Everybody has an Opinion…or Not
Gavin Newsom, California’s governor, more delicately confronted Trump about the climate issue:
“When we’re having heat domes, the likes of which we’ve never seen in our history, the hottest August ever in the history of the state, the ferocity of these fires, the drought – five-plus years, losing 163 million trees to that drought – something has happened to the plumbing of the world. We come from a perspective, humbly, where we submit the science is in and observed evidence is self-evident that climate change is real, and that is exacerbating this.”
While Newsom avoided asking Trump to accept the science, he did request that the president respect “the difference of opinion out here, as it relates to this fundamental issue, on the issue of climate change.” Twitter users were quick to point out that climate change is “not a difference of opinion” and it’s “a matter of science vs those who reject science.”
Fight Fire Like Finland?
In 2018, Trump claimed that Sauli Niinisto, President of Finland, had told him that his forest nation had no issues with wildfires thanks to the regular raking of leaves in forests. “They spent a lot of time on raking and cleaning, they don’t have any problems,” Trump tweeted.

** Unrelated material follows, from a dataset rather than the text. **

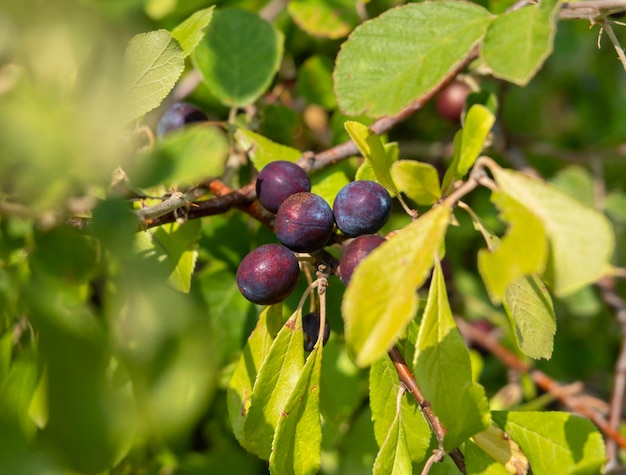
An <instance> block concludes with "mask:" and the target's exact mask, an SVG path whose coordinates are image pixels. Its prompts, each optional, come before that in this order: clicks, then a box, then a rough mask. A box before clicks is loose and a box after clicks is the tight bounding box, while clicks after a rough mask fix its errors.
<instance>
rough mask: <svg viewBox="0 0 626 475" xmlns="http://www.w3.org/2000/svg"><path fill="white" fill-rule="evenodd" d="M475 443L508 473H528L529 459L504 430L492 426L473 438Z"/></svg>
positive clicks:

However, Niinisto denies ever having said that.
Finland does remove dead trees as part of its forest management; however, it has nothing to do with raking leaves. Finland’s climate is not even close to that of Washington, Oregon, or California. Temperatures in that country are far lower than in the western U.S., and rain is more frequent. Finnish forests also do not contain the naturally flammable chaparral wildlands that are found across western America.
The “Hoax” Explodes
It seems Trump is continually searching for anything that will explain the wildfires, as long as it has nothing to do with local, regional, or global climate science – which he still claims is nothing but a hoax.
The Stanford Encyclopedia of Philosophy defines climate science as:
“Climate science investigates the structure and dynamics of earth’s climate system. It seeks to understand how global, regional and local climates are maintained as well as the processes by which they change over time.”
On the morning before the wildfire briefing that took place on September 14, 2020, Trump claimed that “explosive trees” are causing the fires to start, spread, and rage on. He explained that 18 months or so after trees fall down and dry out, they become like “matchsticks” and “explode” when no more water is “pouring through” them.
But that, Mr. President, sounds a bit like climate science.